The federal government has lifted a travel restriction over El Paso International Airport in Texas, citing Mexican cartel drones as the reason for the sudden closure.

“The temporary closure of airspace over El Paso has been lifted,” the Federal Aviation Administration said in a statement on Wednesday morning. “There is no threat to commercial aviation. All flights will resume as normal.”

A Trump administration official told The Independent that Mexican cartel drones “breached” American airspace. The drones were disabled by the Department of Defense, and the FAA has since determined that commercial travel is not threatened, the official added.

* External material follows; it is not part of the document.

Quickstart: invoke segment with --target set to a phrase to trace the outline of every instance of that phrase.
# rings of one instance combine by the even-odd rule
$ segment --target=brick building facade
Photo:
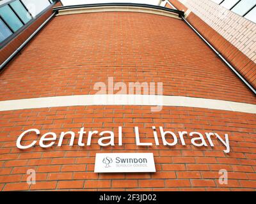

The reversal comes just hours after the FAA, in an online notice, stated that all flight operations at the southwestern airport — located near the U.S.-Mexico border — would be prohibited from February 11-21 due to “special security reasons.”

The ban spanned a radius of 10 nautical miles and it applied from the ground up to about 18,000 feet. “No pilots may operate an aircraft in the areas covered,” the FAA said, though it noted that Mexican airspace is excluded.

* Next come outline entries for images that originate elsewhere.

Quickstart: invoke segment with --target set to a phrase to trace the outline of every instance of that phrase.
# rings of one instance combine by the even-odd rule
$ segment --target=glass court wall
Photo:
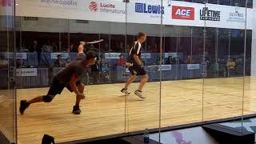
[[[38,143],[45,134],[64,142],[254,114],[250,0],[26,2],[16,1],[10,29],[15,32],[4,33],[14,36],[15,42],[5,42],[16,49],[10,50],[9,44],[3,52],[18,55],[7,60],[26,74],[17,73],[11,112],[20,100],[47,94],[54,77],[76,60],[81,41],[104,41],[84,47],[98,58],[81,78],[86,97],[81,114],[72,114],[75,94],[64,89],[50,103],[17,113],[18,126],[15,114],[8,113],[12,141],[17,127],[20,143]],[[129,96],[120,92],[130,76],[126,62],[139,31],[146,34],[141,57],[149,76],[142,90],[146,100],[134,94],[140,78],[129,87]]]
[[[0,2],[0,142],[17,143],[15,80],[15,6]]]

In a travel advisory posted on Wednesday, the airport said that the ban impacts all flights, including “commercial, cargo and general aviation.” It noted that travelers should get into contact with airlines for the “most up-to-date flight status information.”

Spokespeople for the airport and the FAA did not immediately respond to requests for comment from The Independent.

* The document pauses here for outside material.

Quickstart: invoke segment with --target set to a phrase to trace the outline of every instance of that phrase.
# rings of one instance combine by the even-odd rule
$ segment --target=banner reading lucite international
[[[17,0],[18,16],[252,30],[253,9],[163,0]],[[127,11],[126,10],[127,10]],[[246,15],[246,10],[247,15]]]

Before the ban was lifted, a representative for the El Paso airport told a local news outlet KFox that the FAA ordered the restriction “on short notice,” adding that it “appears to be security related.”

Earlier in the morning, Congresswoman Veronica Escobar, who represents El Paso, described the ban as unusual, and that she was still scrambling to get the facts.

“The highly consequential decision by FAA to shut down the El Paso Airport for 10 days is unprecedented and has resulted in significant concern within the community,” she wrote in a post on X on Wednesday morning.

“From what my office and I have been able to gather overnight and early this morning there is no immediate threat to the community or surrounding areas,” she said, adding that she has urged the federal government to lift the ban immediately.

In a statement, City Representative Chris Canales said that there is no indication the area faces any “kind of imminent safety threat.” But he described the lack of advance notice as “especially troubling.”

“This is going to have a deep economic impact” on the region, “including in southern New Mexico,” New Mexico Rep. Gabe Vasquez said in a video posted on X on Wednesday morning.

CNN reported on Wednesday that the mysterious ban was triggered by military operations at Fort Bliss, an Army outpost headquartered in El Paso. “The FAA acted after the Defense Department could not assure civilian flight safety,” the outlet said, citing an unnamed source familiar with the matter.